Airbyte's default behavior is to store connector secrets on your configured database. This will be stored in plain-text and not encrypted.

Airbyte highly recommends storing connector secrets in an external secret manager to ensure secrets are not exposed. The currently supported Secret managers are: AWS Secrets Manager, Google Secrets Manager or Hashicorp Vault. Upon creating a new connector, secrets (e.g. OAuth tokens, database passwords) will be written to and read from the configured Secrets manager.

Secrets

apiVersion: v1
kind: Secret
metadata:
name: airbyte-config-secrets
type: Opaque
stringData:
# AWS Secret Manager
aws-secret-manager-access-key-id: ## e.g. AKIAIOSFODNN7EXAMPLE
aws-secret-manager-secret-access-key: ## e.g. wJalrXUtnFEMI/K7MDENG/bPxRfiCYEXAMPLEKEY

Values

Modifing the configuration of connector secret storage will cause all existing connectors to fail. You will need to recreate these connectors to ensure they are reading from the appropriate secret store.
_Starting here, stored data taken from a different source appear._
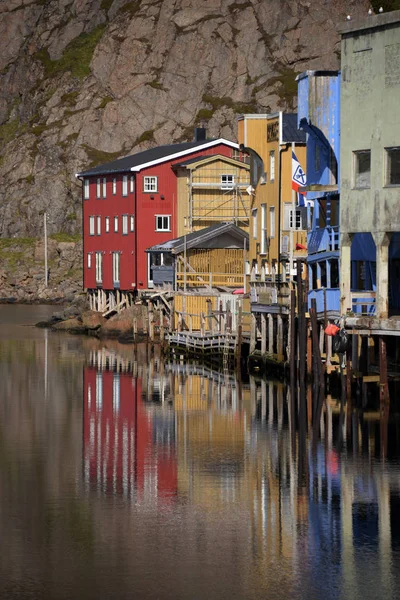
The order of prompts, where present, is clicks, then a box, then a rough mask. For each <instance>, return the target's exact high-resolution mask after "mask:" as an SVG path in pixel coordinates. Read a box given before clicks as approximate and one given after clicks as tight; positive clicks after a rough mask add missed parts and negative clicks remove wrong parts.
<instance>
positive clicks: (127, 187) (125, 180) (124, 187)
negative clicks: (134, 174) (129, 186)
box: [122, 175, 128, 196]
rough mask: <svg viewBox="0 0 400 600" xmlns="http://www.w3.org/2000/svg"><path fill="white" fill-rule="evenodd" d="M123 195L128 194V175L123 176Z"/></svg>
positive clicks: (122, 191)
mask: <svg viewBox="0 0 400 600" xmlns="http://www.w3.org/2000/svg"><path fill="white" fill-rule="evenodd" d="M122 195H123V196H127V195H128V175H123V176H122Z"/></svg>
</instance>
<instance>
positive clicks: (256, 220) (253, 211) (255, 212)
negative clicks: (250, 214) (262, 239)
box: [251, 208, 258, 240]
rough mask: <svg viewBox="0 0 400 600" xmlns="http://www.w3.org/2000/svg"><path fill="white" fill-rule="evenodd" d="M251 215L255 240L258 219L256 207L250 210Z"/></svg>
mask: <svg viewBox="0 0 400 600" xmlns="http://www.w3.org/2000/svg"><path fill="white" fill-rule="evenodd" d="M251 216H252V218H253V239H254V240H256V239H257V234H258V219H257V209H256V208H253V210H252V211H251Z"/></svg>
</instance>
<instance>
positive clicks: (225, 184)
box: [221, 175, 235, 190]
mask: <svg viewBox="0 0 400 600" xmlns="http://www.w3.org/2000/svg"><path fill="white" fill-rule="evenodd" d="M234 183H235V176H234V175H221V190H231V189H232V188H233V186H234Z"/></svg>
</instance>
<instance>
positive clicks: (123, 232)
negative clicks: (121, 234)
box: [122, 215, 128, 235]
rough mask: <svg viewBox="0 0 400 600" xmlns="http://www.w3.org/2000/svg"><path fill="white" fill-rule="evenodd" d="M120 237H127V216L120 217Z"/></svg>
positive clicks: (122, 215) (127, 230)
mask: <svg viewBox="0 0 400 600" xmlns="http://www.w3.org/2000/svg"><path fill="white" fill-rule="evenodd" d="M122 235H128V215H122Z"/></svg>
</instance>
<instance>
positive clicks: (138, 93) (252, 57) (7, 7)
mask: <svg viewBox="0 0 400 600" xmlns="http://www.w3.org/2000/svg"><path fill="white" fill-rule="evenodd" d="M368 6H369V2H368V1H365V0H311V1H310V0H133V1H132V0H131V1H129V0H3V1H2V2H1V4H0V184H1V185H0V237H13V236H35V235H38V233H39V232H41V229H42V222H43V216H42V215H43V212H47V213H48V216H49V233H50V234H51V233H54V232H59V231H63V232H67V233H75V232H79V231H80V228H81V210H80V186H79V185H78V183H77V182H76V180H75V177H74V174H75V172H77V171H79V170H82V169H84V168H87V167H89V166H90V165H92V164H99V163H100V162H105V161H108V160H112V159H114V158H115V157H119V156H122V155H127V154H130V153H133V152H136V151H139V150H141V149H144V148H147V147H149V146H151V145H154V144H162V143H168V142H172V141H181V140H188V139H192V132H193V128H194V126H196V125H198V124H200V123H201V122H206V124H207V129H208V134H209V135H210V136H216V135H222V136H225V137H228V138H231V139H235V135H236V117H237V115H238V114H239V113H242V112H267V111H273V110H276V109H279V108H283V109H292V108H295V95H296V89H297V86H296V84H295V82H294V78H295V75H296V74H297V73H298V72H301V71H303V70H305V69H317V68H318V69H322V68H323V69H332V68H337V67H338V54H339V40H338V36H337V33H336V27H337V25H338V23H340V22H341V21H343V20H344V19H345V16H346V15H347V14H349V13H350V14H352V16H353V18H356V17H358V16H361V15H363V16H364V15H366V13H367V10H368Z"/></svg>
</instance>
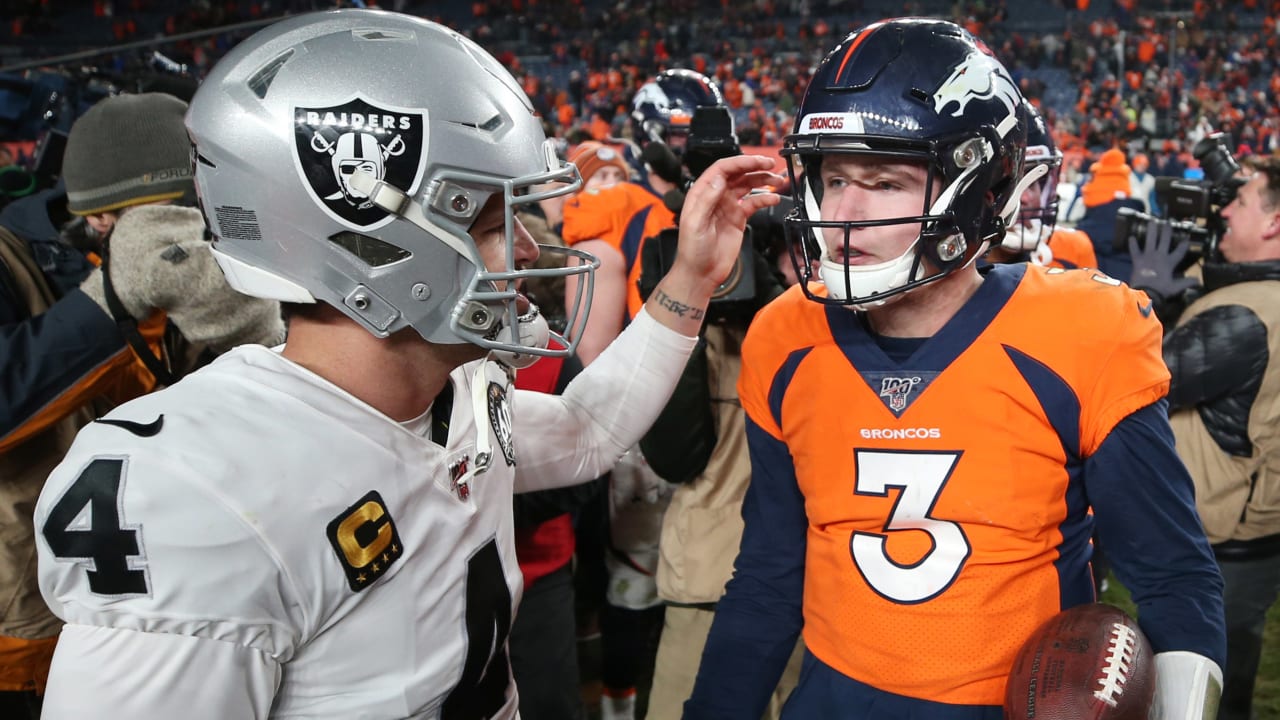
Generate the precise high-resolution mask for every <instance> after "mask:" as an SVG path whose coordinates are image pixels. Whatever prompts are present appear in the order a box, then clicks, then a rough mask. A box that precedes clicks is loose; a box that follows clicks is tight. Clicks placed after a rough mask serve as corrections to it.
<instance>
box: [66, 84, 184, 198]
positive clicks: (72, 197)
mask: <svg viewBox="0 0 1280 720" xmlns="http://www.w3.org/2000/svg"><path fill="white" fill-rule="evenodd" d="M186 113H187V104H186V102H183V101H182V100H178V99H177V97H174V96H173V95H165V94H163V92H145V94H141V95H115V96H111V97H108V99H105V100H102V101H100V102H97V104H96V105H93V106H92V108H90V109H88V111H87V113H84V114H83V115H81V118H79V119H77V120H76V124H73V126H72V132H70V135H69V136H68V137H67V150H65V151H64V152H63V179H64V181H65V182H67V201H68V202H67V206H68V209H70V211H72V213H76V214H77V215H93V214H97V213H106V211H109V210H119V209H122V208H128V206H129V205H141V204H143V202H155V201H157V200H177V199H179V197H182V196H183V195H186V193H188V192H193V177H195V173H193V169H192V167H191V140H189V138H188V137H187V128H186V127H184V126H183V115H184V114H186Z"/></svg>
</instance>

If authenticating with credentials, ensure you've already created a Kubernetes secret containing both your AWS Secrets Manager access key ID, and secret access key. By default, secrets are expected in the airbyte-config-secrets Kubernetes secret, under the aws-secret-manager-access-key-id and aws-secret-manager-secret-access-key keys. Steps to configure these are in the above prerequisites.

global:
secretsManager:
type: awsSecretManager
awsSecretManager:
region: <aws-region>
authenticationType: credentials ## Use "credentials" or "instanceProfile"
tags: ## Optional - You may add tags to new secrets created by Airbyte.
- key: ## e.g. team
value: ## e.g. deployments
- key: business-unit
value: engineering
kms: ## Optional - ARN for KMS Decryption.

Set authenticationType to instanceProfile if the compute infrastructure running Airbyte has pre-existing permissions (e.g. IAM role) to read and write from AWS Secrets Manager.

To decrypt secrets in the secret manager with AWS KMS, configure the kms field, and ensure your Kubernetes cluster has pre-existing permissions to read and decrypt secrets.